It is quite distinct from love, this gentleness. Love can be expressed in many ways. One can discipline, reprimand or even punish a child out of love to drive home a very important and urgent message. So it is with love between lovers and friends. But gentleness speaks more of a conscious decision to be very delicate with someone or something as if he or she were a newborn baby.

Merriam-Webster defines gentle as “having or showing a kind and quiet nature: not harsh or violent: not hard or forceful: not strong or harsh in effect or quality”.

This gentle nature is what we Christians often choose to ignore and forget.

In the Christian’s desire to speak the truth, he discards gentleness. In his passion for Bible exposition, the believer lashes at the lost souls that their Lord and Savior would have embraced. The light of the world becomes pure hate as we condemn the homosexuals and the sexually immoral. To our shame, non-Christian organizations are better at gentleness and comfort than those who profess to be Jesus’s followers. While we pound our Bibles on the pulpit, while we have a great time with our churches and small groups, the hungry and poor and sick are being fed by those who don’t even know Christ. While we’re busy trying to reach megachurch status, the harassed and the shepherd-less find comfort somewhere else.

And we’re not even gentle towards each other. We’re full of foolish pride and arrogance. We call each other siblings, but fellow Christians would lash at each other more often than not. The protestants refuse to call the Catholics, “Christian”, and reserve the term exclusively for them. The Catholics declare that the protestants cannot be saved without their church and traditions. We save souls, forgetting that we’re not even capable of saving our own without the Lord. We throw condemnation at each other like daggers and talk behind each other’s backs. We thrust the neophytes into the spiritual battle without regard for their safety and maturity. We find comfort not on each other arms, but on the arms of those who don’t bother with theology. We can’t utter a paragraph without a Bible verse in it, and yet our embrace is so cold. To our detriment, we see our churches shrink over time. While the cults gain more and more followers.

To the lost souls who may be reading this.

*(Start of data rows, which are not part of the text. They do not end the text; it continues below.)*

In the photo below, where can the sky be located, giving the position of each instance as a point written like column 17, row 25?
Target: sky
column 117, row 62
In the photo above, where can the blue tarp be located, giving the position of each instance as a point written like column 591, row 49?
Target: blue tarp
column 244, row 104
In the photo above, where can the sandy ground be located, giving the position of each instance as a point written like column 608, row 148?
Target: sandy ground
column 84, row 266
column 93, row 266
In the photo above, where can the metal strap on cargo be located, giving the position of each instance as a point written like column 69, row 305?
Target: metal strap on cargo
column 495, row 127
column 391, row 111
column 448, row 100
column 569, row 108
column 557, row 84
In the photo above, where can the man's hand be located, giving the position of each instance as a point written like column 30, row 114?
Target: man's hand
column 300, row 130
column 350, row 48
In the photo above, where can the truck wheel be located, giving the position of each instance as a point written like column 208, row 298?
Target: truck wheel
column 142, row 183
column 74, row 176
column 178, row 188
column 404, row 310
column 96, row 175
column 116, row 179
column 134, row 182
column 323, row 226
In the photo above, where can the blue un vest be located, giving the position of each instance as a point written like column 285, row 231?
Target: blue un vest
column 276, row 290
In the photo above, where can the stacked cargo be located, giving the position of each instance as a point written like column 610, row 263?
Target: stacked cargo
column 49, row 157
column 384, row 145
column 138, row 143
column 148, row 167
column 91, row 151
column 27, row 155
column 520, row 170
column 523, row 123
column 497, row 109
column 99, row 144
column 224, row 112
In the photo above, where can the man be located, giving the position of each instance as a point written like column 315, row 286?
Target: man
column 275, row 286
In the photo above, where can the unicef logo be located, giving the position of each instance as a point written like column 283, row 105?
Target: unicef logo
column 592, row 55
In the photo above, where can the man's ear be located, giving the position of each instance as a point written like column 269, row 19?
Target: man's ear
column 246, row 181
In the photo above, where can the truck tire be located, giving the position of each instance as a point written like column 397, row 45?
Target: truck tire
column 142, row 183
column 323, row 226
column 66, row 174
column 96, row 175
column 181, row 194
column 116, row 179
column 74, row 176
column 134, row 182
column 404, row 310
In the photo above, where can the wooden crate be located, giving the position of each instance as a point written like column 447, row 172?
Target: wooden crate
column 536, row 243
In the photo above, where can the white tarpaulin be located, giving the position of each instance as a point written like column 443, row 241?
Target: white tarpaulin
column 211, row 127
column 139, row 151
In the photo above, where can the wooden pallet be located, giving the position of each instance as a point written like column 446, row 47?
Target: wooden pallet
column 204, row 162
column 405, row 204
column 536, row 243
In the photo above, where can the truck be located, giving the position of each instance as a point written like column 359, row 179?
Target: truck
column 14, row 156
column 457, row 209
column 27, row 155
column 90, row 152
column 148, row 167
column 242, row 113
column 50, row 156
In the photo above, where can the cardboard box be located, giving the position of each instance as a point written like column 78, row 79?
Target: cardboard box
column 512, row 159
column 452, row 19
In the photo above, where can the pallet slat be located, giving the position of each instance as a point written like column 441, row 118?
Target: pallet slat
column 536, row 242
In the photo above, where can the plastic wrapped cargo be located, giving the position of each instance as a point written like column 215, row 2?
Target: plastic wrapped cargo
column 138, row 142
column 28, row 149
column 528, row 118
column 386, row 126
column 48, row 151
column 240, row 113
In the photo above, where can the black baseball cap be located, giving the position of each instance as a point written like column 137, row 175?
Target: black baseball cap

Whether you’ve been called a backslider, a homosexual, a thief, a prostitute… Remember that Jesus would’ve embraced you and given you another chance. If a Christian has hurt you, pray for him or her. But please don’t give up on the Lord who taught us to forgive seventy times seven. Don’t give up on His people in the same way that He never gave up on you.

To you, the proud, arrogant and hurtful Christian. You’re in my prayers. Please pray for me too. I pray that we would remember that when Jesus was here, He was hard on His followers and to those who professed to be God’s annointed leaders. Especially the hypocrtical ones. To those who claimed to be His servant, the God of the Old and New Testament was especially tough in His discipline towards them. But, to the sinners, He was only gentle and compassionate.